Historically, children with disabilities have been excluded from the general education system and placed in ‘special schools’. In some cases, they are separated from their families and placed in long-term residential institutions where they are educated in isolation from the community, if they are educated at all. Both practices persist in many regions, for example, Eastern Europe has the highest number of institutionalized children in the world and a child with a disability is almost 17 times more likely to be institutionalized than other children (UNICEF, 2012).
Children with disabilities have very low rates of initial enrolment. Even if they do attend school, children with disabilities are more likely to drop out and leave school early without transitioning to secondary school and beyond (GCE, Equal right, equal opportunity report, 2014).
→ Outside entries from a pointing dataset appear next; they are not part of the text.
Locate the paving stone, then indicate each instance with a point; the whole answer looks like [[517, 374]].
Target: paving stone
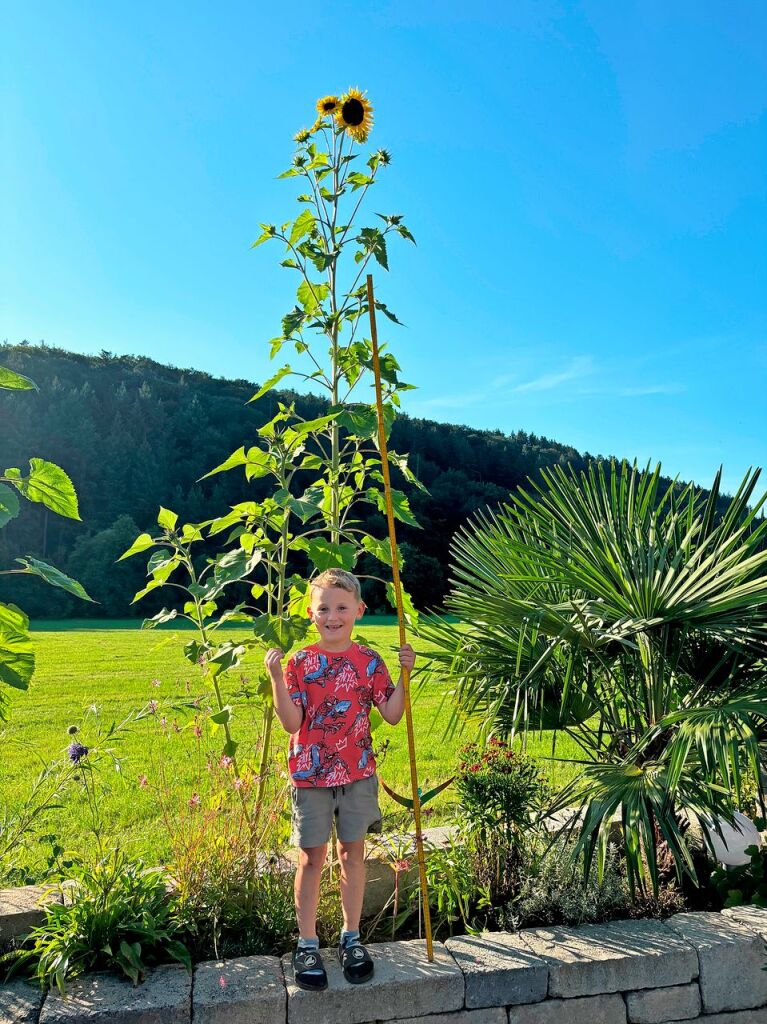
[[495, 1015], [656, 1006], [754, 918], [739, 1017], [499, 970], [584, 1010], [20, 909], [245, 990], [731, 957], [103, 998], [405, 984], [615, 957], [19, 1003]]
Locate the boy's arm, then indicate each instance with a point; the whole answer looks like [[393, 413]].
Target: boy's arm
[[393, 709], [290, 715]]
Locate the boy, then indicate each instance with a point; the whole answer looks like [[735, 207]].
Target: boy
[[324, 700]]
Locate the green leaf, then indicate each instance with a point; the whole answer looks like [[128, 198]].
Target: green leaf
[[16, 655], [270, 384], [399, 504], [8, 504], [162, 616], [142, 543], [222, 717], [238, 458], [409, 608], [48, 484], [152, 585], [167, 519], [360, 421], [293, 322], [310, 296], [400, 461], [326, 555], [284, 632], [373, 241], [268, 231], [54, 577], [162, 564], [380, 550], [11, 381], [302, 225]]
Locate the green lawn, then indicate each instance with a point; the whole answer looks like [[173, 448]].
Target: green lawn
[[111, 671]]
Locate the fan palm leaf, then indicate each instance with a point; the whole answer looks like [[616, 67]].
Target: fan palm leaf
[[633, 613]]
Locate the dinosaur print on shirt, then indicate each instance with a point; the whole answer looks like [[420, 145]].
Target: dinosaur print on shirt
[[333, 747]]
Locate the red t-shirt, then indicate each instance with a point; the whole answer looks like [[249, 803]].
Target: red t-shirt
[[333, 745]]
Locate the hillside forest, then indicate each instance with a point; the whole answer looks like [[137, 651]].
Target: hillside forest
[[134, 434]]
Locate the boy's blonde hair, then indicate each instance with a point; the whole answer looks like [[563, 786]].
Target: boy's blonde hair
[[338, 578]]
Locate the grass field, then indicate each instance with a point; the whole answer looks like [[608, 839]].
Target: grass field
[[87, 674]]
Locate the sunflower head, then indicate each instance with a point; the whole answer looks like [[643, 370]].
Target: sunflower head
[[354, 115], [327, 105]]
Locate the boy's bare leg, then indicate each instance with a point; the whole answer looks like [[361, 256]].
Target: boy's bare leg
[[351, 856], [306, 888]]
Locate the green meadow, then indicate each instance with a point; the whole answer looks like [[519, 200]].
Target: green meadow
[[92, 674]]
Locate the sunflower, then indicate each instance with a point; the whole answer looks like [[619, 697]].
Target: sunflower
[[328, 104], [355, 115]]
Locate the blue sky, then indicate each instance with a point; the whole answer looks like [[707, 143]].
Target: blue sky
[[586, 181]]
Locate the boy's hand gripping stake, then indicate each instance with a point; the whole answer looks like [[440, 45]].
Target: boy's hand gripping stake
[[400, 617]]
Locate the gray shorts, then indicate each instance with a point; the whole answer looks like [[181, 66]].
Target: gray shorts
[[354, 808]]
Children with disabilities are also at increased risk of school violence and bullying, preventing the safe enjoyment of their right to education (UNESCO, School violence and bullying: Global status report, 2016).
These facts and figures reflect the impact of the significant ongoing barriers to education faced by many people with disabilities, which include:
lack of accessibility, both in terms of physically inaccessible school buildings and unsuitable learning materials
discrimination and prejudice which prevents people with disabilities from accessing education on equal terms to others
exclusion or segregation from mainstream school settings (also referred to as ‘regular schools’)
inferior quality of education, including in mainstream settings where children with disabilities have been ‘integrated’ into the existing non-inclusive system
Human rights law seeks to directly tackle these issues by placing obligations on states to respect, protect, and fulfil the right to education of people with disabilities, through the implementation of ‘inclusive education’.